As a sidebar to my investigation of the Bible's portayal of God's authority, I wanted to think a bit about the idea of the corruption of scripture.
Bart Ehrman has a book titled The Orthodox Corruption of Scripture. This is obviously a polemical title. It appeals to a paranoia in our culture. This idea of the orthodox corruption of scripture popped into my head tonight as I was reading Richard Nelson's The Historical Books. In the section I was reading, Nelson was talking about the historical development of biblical texts. Our modern idea of authorship is that of a single person sitting down and writing a book. But biblical books, Nelson says, tend to be products of a community over time. The text is tinkered with as needed before it reaches its canonical form. For most scholars, I take it, this is a commonplace.

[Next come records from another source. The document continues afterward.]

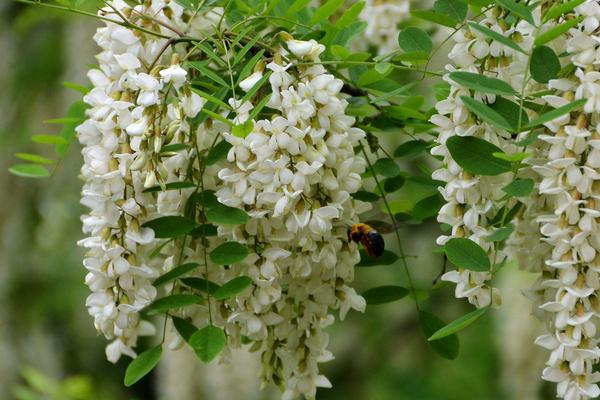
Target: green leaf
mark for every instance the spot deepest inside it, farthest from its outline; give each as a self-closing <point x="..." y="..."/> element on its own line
<point x="434" y="17"/>
<point x="386" y="167"/>
<point x="411" y="148"/>
<point x="167" y="303"/>
<point x="427" y="208"/>
<point x="387" y="258"/>
<point x="48" y="139"/>
<point x="77" y="87"/>
<point x="517" y="9"/>
<point x="208" y="342"/>
<point x="207" y="199"/>
<point x="500" y="234"/>
<point x="76" y="114"/>
<point x="363" y="195"/>
<point x="217" y="153"/>
<point x="170" y="226"/>
<point x="476" y="155"/>
<point x="171" y="186"/>
<point x="512" y="158"/>
<point x="497" y="37"/>
<point x="350" y="15"/>
<point x="173" y="148"/>
<point x="233" y="288"/>
<point x="325" y="11"/>
<point x="556" y="31"/>
<point x="561" y="8"/>
<point x="201" y="284"/>
<point x="510" y="112"/>
<point x="384" y="68"/>
<point x="481" y="83"/>
<point x="446" y="347"/>
<point x="34" y="158"/>
<point x="243" y="130"/>
<point x="519" y="188"/>
<point x="142" y="365"/>
<point x="486" y="113"/>
<point x="175" y="273"/>
<point x="458" y="324"/>
<point x="206" y="72"/>
<point x="467" y="254"/>
<point x="204" y="230"/>
<point x="455" y="9"/>
<point x="222" y="214"/>
<point x="211" y="98"/>
<point x="398" y="206"/>
<point x="544" y="64"/>
<point x="557" y="112"/>
<point x="229" y="253"/>
<point x="29" y="170"/>
<point x="414" y="39"/>
<point x="384" y="294"/>
<point x="390" y="185"/>
<point x="184" y="327"/>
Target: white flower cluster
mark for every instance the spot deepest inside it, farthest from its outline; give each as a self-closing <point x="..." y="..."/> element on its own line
<point x="382" y="18"/>
<point x="472" y="201"/>
<point x="128" y="123"/>
<point x="294" y="174"/>
<point x="570" y="285"/>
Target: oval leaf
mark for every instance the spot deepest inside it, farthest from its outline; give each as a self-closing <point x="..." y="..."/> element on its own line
<point x="384" y="294"/>
<point x="414" y="39"/>
<point x="486" y="113"/>
<point x="142" y="365"/>
<point x="170" y="227"/>
<point x="496" y="36"/>
<point x="467" y="254"/>
<point x="229" y="253"/>
<point x="386" y="167"/>
<point x="476" y="155"/>
<point x="175" y="273"/>
<point x="208" y="342"/>
<point x="519" y="187"/>
<point x="221" y="214"/>
<point x="387" y="258"/>
<point x="481" y="83"/>
<point x="557" y="112"/>
<point x="446" y="347"/>
<point x="458" y="324"/>
<point x="201" y="284"/>
<point x="233" y="287"/>
<point x="184" y="327"/>
<point x="544" y="65"/>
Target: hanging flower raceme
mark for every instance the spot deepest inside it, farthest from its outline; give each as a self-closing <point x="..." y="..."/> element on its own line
<point x="382" y="18"/>
<point x="293" y="174"/>
<point x="130" y="120"/>
<point x="570" y="283"/>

So here's the thing. The title of Ehrman's book says that early orthodox Christians corrupted the scriptures. But I would claim that the orthodox community produced the scriptures. This is the way biblical books are "written", right? The community has a book that they use in their life of faith. Something isn't quite as the community believes it should be, so they fix it.
If we look at the biblical book, whatever it may be, as a book of faith meant to serve a community of faith then there is absolutely nothing wrong with the community tailoring that book to match its teaching. It's what we would expect. To say that the book was "corrupted" would seem to imply that there was an earlier time when an author produced a book that was flawless (dare I say "inerrant") in its portrayal of the earlier faith, and a later community with different faith changed it (thus introducing error).

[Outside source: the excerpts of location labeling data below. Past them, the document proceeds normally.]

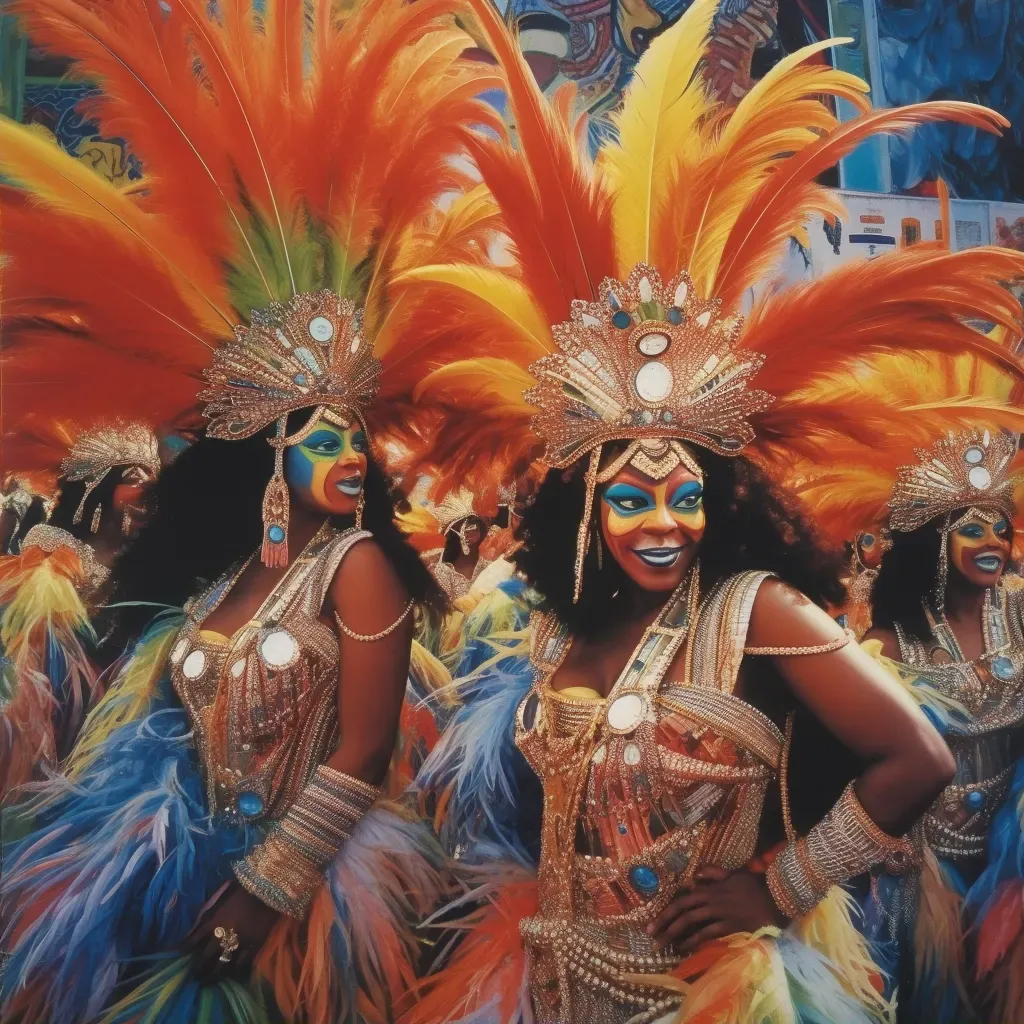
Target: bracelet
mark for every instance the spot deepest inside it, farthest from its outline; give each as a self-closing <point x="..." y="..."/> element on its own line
<point x="287" y="868"/>
<point x="370" y="637"/>
<point x="821" y="648"/>
<point x="845" y="843"/>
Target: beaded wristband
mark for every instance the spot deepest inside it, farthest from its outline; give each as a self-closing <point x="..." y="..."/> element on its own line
<point x="287" y="868"/>
<point x="845" y="843"/>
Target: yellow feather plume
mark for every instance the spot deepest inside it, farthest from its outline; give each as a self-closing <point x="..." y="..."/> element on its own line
<point x="657" y="130"/>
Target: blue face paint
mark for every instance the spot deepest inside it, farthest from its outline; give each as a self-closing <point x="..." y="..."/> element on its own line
<point x="687" y="497"/>
<point x="627" y="500"/>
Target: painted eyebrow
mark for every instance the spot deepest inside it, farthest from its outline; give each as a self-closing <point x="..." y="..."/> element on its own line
<point x="322" y="435"/>
<point x="627" y="491"/>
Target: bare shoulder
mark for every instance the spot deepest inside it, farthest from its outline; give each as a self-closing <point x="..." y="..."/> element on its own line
<point x="888" y="639"/>
<point x="366" y="577"/>
<point x="782" y="616"/>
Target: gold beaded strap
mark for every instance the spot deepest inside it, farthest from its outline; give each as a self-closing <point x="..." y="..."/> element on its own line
<point x="845" y="843"/>
<point x="287" y="868"/>
<point x="370" y="637"/>
<point x="821" y="648"/>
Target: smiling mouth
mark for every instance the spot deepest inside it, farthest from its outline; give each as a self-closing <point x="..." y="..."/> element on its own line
<point x="350" y="486"/>
<point x="659" y="558"/>
<point x="988" y="563"/>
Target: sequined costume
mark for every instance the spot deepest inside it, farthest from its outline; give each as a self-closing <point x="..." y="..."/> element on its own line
<point x="280" y="140"/>
<point x="614" y="340"/>
<point x="49" y="594"/>
<point x="921" y="922"/>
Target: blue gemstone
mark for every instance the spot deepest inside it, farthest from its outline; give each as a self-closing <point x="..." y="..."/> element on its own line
<point x="1003" y="668"/>
<point x="644" y="880"/>
<point x="250" y="804"/>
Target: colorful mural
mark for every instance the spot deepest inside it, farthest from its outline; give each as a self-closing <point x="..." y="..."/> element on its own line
<point x="960" y="49"/>
<point x="596" y="43"/>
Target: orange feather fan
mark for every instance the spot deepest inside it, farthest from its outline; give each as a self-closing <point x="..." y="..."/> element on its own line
<point x="690" y="184"/>
<point x="279" y="146"/>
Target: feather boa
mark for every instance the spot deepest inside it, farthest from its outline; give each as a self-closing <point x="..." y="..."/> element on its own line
<point x="47" y="678"/>
<point x="817" y="972"/>
<point x="479" y="783"/>
<point x="123" y="855"/>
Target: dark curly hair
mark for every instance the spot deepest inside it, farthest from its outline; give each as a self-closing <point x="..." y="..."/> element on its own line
<point x="206" y="516"/>
<point x="750" y="525"/>
<point x="907" y="576"/>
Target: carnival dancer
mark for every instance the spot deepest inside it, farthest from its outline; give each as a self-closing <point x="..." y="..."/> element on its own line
<point x="219" y="849"/>
<point x="50" y="593"/>
<point x="675" y="879"/>
<point x="944" y="489"/>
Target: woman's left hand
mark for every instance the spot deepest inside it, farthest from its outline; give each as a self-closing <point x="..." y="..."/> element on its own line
<point x="237" y="911"/>
<point x="719" y="904"/>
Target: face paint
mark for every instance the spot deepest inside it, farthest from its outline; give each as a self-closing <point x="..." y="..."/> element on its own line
<point x="979" y="550"/>
<point x="327" y="469"/>
<point x="653" y="528"/>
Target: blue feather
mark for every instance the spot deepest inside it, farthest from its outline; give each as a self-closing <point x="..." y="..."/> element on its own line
<point x="495" y="796"/>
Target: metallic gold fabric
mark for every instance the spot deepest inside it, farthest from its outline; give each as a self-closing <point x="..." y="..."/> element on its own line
<point x="641" y="788"/>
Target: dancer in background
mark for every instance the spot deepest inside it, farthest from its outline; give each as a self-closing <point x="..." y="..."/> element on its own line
<point x="678" y="877"/>
<point x="51" y="626"/>
<point x="945" y="491"/>
<point x="219" y="848"/>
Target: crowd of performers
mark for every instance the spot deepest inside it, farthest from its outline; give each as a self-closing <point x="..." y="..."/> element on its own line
<point x="446" y="577"/>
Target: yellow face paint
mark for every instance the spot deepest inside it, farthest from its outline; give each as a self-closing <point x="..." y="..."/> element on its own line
<point x="327" y="469"/>
<point x="653" y="527"/>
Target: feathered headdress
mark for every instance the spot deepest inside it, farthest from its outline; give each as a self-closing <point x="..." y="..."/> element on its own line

The problem, I suspect, is that Ehrman wants to use the Bible as a historical source to establish facts about the early Christians, whereas the early Christians wanted to use it as a book of faith.

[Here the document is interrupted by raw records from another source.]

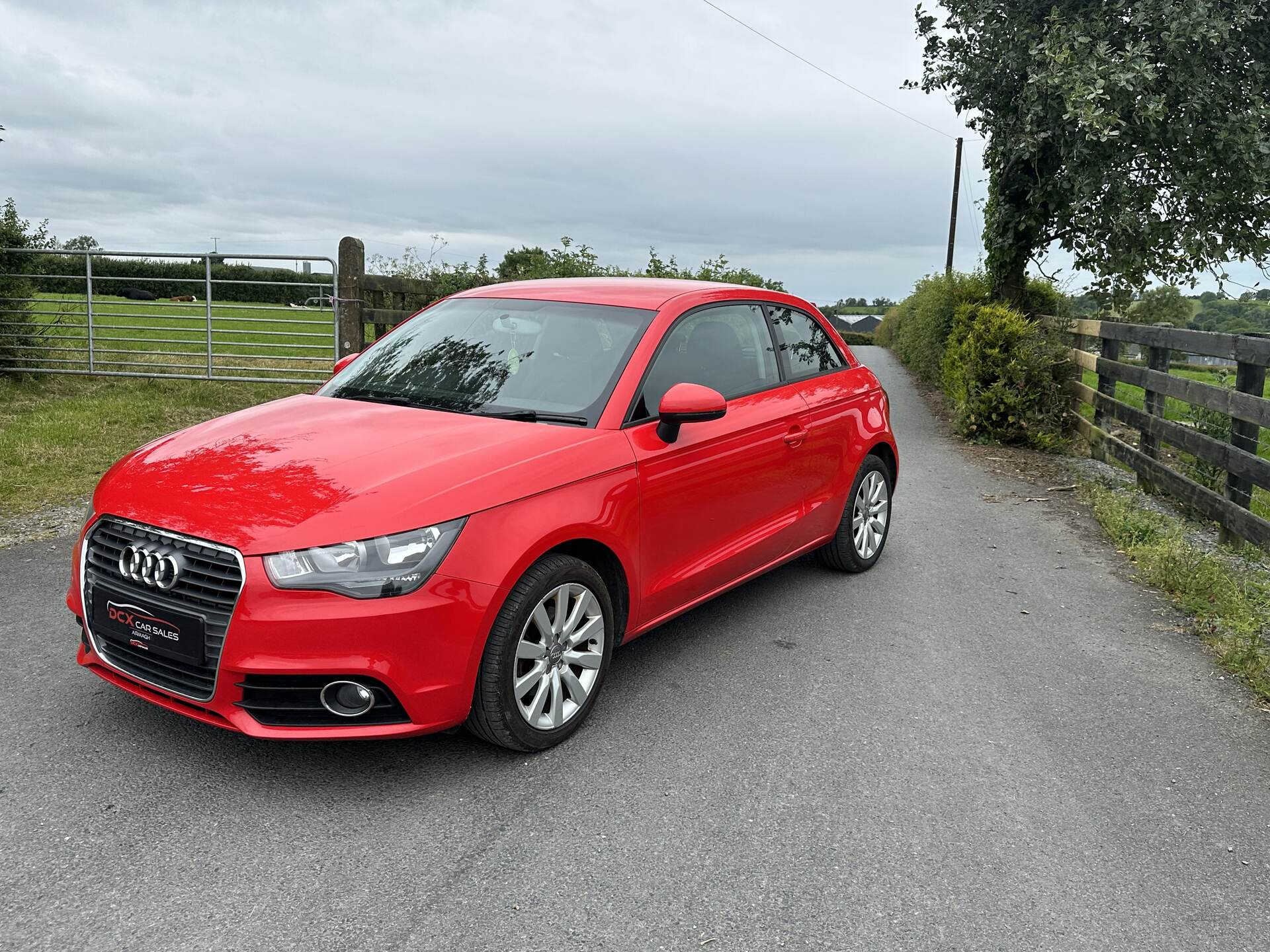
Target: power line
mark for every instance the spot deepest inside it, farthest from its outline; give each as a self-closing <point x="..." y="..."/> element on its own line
<point x="974" y="208"/>
<point x="818" y="69"/>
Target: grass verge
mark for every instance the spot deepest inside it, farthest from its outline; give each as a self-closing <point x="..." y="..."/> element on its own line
<point x="1227" y="593"/>
<point x="59" y="434"/>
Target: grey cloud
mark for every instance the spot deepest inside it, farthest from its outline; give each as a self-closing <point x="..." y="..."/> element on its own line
<point x="625" y="125"/>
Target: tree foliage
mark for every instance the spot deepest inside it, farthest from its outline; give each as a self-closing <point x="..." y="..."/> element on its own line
<point x="1136" y="134"/>
<point x="1162" y="305"/>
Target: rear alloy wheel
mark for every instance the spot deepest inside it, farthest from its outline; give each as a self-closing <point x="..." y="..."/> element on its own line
<point x="546" y="656"/>
<point x="865" y="524"/>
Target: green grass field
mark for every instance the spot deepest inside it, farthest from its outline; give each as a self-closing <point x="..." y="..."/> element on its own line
<point x="60" y="433"/>
<point x="171" y="338"/>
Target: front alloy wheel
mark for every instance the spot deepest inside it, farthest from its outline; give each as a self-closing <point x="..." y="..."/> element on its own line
<point x="545" y="658"/>
<point x="558" y="656"/>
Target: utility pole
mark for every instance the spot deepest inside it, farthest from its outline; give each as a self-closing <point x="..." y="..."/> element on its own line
<point x="956" y="194"/>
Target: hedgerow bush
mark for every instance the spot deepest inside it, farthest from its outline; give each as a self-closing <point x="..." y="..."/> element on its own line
<point x="1003" y="375"/>
<point x="919" y="328"/>
<point x="922" y="321"/>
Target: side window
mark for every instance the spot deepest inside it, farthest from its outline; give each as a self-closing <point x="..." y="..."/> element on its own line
<point x="804" y="343"/>
<point x="727" y="348"/>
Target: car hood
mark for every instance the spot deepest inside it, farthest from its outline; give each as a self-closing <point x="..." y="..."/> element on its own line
<point x="313" y="470"/>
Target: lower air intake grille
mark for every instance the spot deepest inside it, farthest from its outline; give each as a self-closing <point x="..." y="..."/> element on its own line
<point x="292" y="701"/>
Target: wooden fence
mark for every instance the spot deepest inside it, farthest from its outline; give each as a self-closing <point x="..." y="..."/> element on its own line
<point x="1246" y="408"/>
<point x="370" y="300"/>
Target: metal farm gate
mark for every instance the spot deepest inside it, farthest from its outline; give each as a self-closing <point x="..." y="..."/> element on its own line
<point x="206" y="317"/>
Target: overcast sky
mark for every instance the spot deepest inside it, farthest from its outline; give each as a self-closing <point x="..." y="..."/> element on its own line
<point x="622" y="124"/>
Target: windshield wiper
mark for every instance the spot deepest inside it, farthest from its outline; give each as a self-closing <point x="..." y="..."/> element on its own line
<point x="375" y="397"/>
<point x="534" y="416"/>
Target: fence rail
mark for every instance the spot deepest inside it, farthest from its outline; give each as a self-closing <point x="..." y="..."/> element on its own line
<point x="1236" y="454"/>
<point x="80" y="324"/>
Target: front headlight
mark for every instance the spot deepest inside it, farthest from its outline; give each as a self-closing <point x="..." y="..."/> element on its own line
<point x="375" y="568"/>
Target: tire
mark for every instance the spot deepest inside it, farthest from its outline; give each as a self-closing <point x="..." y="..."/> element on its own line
<point x="842" y="553"/>
<point x="520" y="653"/>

Obviously, if we were to start editing the Bible today to make it say what we wanted it to say, that would be a bit suspect. But at some point the process of redacting was not only permissible, but was in fact necessary to produce the optimal product. The question, I suppose, is what is the statute of limitations on making changes to Holy Scripture?
But I suspect this is a wrong approach to the question. More important is the intent. Is the Bible being changed to make it a more suitable source for winning an argument? (I think this is what Ehrman actually claims.) Or is it being tidied up to make it a more accurate reflection of the faith of the community?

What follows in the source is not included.